O impacto econômico preocupa o agronegócio brasileiro. Em 2025, a União Europeia comprou cerca de US$ 1,8 bilhão em carnes e outros produtos brasileiros. Só a carne bovina movimentou mais de US$ 1 bilhão, enquanto a carne de frango somou US$ 762 milhões. O bloco europeu é hoje o segundo maior mercado das proteínas brasileiras, atrás apenas da China.
As novas regras fazem parte da política sanitária da União Europeia contra o uso de antimicrobianos considerados perigosos para a saúde humana. O bloco proíbe medicamentos usados para acelerar o crescimento dos animais ou aumentar produtividade. O governo brasileiro já começou a restringir parte dessas substâncias, mas ainda precisa atender todas as exigências europeias para continuar exportando normalmente.

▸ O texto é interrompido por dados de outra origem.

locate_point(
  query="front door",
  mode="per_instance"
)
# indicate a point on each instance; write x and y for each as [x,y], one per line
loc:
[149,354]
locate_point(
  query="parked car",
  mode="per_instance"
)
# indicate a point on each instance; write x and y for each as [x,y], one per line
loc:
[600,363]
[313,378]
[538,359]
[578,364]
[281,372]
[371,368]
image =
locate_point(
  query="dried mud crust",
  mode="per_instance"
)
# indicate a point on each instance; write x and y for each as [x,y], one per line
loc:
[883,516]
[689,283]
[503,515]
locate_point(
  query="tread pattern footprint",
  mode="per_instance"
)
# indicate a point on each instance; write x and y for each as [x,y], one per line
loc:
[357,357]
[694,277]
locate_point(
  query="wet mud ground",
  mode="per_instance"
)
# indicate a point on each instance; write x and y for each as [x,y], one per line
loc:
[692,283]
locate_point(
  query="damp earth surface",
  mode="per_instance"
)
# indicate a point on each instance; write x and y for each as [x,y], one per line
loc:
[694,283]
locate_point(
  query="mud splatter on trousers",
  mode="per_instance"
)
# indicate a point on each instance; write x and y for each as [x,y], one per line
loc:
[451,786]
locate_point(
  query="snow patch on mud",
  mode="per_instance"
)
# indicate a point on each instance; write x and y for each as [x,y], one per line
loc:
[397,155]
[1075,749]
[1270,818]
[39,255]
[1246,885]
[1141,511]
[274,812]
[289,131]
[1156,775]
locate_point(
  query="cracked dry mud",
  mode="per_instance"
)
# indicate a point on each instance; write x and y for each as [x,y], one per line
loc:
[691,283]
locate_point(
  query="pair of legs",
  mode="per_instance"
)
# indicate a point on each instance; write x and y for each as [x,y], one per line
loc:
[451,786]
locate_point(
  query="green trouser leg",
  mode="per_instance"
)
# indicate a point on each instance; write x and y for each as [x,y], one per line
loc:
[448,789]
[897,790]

O governo federal disse ter recebido a decisão com surpresa e informou que vai tentar reverter a medida. Representantes do Ministério da Agricultura e entidades do setor já articulam negociações com autoridades europeias. A Associação Brasileira das Indústrias Exportadoras de Carnes afirmou que não existe proibição imediata e que o Brasil segue habilitado a exportar até setembro, enquanto busca comprovar que atende às normas sanitárias exigidas pela União Europeia.